男性医師はすでに病院を退職しており、挿管ミスを認めているという。羽咋署は今年3月に医師を書類送検した。羽咋病院は「ご迷惑をおかけし大変申し訳ない。今後再発防止に努めたい」としている。
(挿管ミスで心臓に傷 女性患者死亡で医師送検)


上記のケースでは、深部静脈血栓症に対する血管内治療が行われていたと思われます。深部静脈血栓症とは、深部静脈(大腿静脈・膝窩静脈など、体の深部にある静脈)に血栓が出来る病気です。交通事故や手術後など、長期臥床(長く寝ていなくてはならない状態)にある患者さんにおいて起こりやすいです。肺血栓塞栓症(いわゆるエコノミークラス症候群)の主な原因ともなったり、肝静脈に血栓が出来るとバッド・キアリ症候群を起こすこともあります。

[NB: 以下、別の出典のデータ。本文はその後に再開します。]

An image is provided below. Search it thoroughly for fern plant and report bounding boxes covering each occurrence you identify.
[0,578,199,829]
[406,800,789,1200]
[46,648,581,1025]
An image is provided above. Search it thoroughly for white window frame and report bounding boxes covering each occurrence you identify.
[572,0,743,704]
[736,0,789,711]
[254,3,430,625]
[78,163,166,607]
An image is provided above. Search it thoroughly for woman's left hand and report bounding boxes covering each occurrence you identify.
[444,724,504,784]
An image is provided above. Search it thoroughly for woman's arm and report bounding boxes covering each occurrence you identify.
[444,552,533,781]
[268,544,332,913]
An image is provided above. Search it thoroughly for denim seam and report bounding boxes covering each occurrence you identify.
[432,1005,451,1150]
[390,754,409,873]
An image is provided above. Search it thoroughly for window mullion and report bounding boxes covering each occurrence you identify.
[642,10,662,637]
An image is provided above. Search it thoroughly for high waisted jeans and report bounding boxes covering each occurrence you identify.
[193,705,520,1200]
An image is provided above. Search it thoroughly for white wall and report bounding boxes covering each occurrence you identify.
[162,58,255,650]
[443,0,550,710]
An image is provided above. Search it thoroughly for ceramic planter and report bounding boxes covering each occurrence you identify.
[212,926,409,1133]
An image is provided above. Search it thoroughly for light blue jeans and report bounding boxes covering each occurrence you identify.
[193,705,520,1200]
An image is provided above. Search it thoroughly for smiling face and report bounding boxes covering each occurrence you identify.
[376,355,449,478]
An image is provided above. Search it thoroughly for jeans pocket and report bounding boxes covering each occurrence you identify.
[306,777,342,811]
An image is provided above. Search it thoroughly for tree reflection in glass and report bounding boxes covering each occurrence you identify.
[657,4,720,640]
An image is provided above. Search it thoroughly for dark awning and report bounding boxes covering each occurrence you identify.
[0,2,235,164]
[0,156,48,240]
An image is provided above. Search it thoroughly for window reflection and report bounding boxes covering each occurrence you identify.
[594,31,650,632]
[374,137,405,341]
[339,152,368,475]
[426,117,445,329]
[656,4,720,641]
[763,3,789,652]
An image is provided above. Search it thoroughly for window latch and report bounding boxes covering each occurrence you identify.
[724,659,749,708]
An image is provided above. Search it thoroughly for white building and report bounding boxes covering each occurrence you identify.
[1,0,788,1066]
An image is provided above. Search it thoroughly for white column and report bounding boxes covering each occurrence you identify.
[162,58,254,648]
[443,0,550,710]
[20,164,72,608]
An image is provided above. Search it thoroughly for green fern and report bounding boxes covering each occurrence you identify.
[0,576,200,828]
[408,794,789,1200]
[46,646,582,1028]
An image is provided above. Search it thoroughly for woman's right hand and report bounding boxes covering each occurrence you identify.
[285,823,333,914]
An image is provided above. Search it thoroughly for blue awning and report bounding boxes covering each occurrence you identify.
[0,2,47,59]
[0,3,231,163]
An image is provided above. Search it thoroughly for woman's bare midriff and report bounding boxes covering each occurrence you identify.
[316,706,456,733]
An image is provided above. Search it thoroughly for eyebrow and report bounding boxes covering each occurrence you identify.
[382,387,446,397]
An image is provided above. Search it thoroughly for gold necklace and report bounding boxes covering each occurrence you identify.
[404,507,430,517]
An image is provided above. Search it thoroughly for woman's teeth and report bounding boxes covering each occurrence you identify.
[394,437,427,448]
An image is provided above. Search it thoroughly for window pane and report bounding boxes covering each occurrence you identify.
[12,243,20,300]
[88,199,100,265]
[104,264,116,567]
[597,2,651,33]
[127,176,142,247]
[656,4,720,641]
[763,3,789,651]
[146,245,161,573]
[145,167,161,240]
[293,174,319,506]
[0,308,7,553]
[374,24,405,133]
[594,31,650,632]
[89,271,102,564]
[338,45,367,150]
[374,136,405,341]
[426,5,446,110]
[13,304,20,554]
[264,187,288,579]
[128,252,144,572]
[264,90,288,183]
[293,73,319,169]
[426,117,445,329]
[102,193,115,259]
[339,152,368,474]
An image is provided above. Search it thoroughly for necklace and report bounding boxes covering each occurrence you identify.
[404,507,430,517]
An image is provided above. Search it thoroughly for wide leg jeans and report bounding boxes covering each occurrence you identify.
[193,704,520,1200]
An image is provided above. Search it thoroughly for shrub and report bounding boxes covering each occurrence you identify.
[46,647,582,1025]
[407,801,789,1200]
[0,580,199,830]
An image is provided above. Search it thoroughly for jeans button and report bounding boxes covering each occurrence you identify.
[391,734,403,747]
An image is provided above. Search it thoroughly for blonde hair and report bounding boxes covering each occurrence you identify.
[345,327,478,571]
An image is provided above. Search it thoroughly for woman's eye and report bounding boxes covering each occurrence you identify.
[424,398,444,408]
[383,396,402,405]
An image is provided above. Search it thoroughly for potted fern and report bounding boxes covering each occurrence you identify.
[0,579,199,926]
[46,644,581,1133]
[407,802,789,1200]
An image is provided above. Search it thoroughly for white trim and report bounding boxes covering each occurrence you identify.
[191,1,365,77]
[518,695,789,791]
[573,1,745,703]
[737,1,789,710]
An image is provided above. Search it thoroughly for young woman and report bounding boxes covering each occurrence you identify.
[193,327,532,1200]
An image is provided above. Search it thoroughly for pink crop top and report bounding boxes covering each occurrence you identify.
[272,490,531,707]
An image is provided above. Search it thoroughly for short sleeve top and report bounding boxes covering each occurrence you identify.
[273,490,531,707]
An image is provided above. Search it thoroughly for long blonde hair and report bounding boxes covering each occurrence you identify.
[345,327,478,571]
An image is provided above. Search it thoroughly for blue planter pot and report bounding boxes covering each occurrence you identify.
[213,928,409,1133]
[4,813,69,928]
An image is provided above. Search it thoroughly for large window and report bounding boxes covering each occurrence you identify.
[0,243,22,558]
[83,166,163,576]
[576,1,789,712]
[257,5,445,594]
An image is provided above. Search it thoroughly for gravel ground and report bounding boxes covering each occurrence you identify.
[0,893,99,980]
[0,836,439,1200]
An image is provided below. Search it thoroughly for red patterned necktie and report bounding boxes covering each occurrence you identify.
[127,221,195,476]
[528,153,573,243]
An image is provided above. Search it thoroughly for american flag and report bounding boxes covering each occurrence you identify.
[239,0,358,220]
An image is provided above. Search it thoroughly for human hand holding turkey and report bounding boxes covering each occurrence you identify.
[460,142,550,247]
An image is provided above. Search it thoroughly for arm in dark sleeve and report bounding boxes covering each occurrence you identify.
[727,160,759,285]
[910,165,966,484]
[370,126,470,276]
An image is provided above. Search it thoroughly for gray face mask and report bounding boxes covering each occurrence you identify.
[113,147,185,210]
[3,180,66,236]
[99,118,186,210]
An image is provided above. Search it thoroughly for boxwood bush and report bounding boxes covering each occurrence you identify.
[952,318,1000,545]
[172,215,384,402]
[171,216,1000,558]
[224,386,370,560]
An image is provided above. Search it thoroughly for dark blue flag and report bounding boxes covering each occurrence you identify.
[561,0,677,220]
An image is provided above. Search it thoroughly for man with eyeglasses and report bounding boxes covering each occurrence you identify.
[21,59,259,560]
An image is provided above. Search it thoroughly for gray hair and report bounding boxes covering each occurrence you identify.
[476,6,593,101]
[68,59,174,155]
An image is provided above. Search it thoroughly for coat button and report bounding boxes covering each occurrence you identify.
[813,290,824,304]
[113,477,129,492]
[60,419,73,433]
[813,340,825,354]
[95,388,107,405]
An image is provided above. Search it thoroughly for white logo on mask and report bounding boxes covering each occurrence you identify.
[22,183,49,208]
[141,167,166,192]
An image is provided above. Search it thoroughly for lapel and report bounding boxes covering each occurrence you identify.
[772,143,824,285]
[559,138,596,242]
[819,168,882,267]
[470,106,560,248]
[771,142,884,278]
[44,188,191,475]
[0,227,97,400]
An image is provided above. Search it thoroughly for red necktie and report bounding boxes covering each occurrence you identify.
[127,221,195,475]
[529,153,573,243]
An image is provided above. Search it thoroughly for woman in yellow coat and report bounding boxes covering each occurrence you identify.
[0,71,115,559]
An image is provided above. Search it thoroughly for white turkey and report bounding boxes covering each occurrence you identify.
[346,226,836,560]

60〜70%以上は左下肢で、女性に多いといわれています。その理由は、解剖学的に左総腸骨静脈は右総腸骨動脈に騎乗され、腰仙関節との間に挟まれて圧迫されやすく、血流が停滞するために発症するのではないか、と説明されています。ちなみに、右または両下肢に発症した場合は膠原病やベーチェット病などの血管炎が基礎にあるのではないか、と考える必要があるそうです。

症状としては、深部に血栓ができた場合は、痺れや皮膚色の変色、血栓より遠位の浮腫などといったことが起こりますが、無症状のこともあります。血栓が飛んで肺塞栓を引き起こすと、呼吸困難と胸痛などの症状が出て、死に至ることもあります。「手術後にリハビリを開始した女性が、胸痛や呼吸困難を起こした」というシチュエーションが医師国家試験には結構でてますが、これは肺血栓塞栓症を想定したものです。上記にも書きましたが、手術後に臥床していた後に動くと、脱水や血液凝固能の亢進なども関係して肺血栓塞栓症を起こしやすい、というわけです。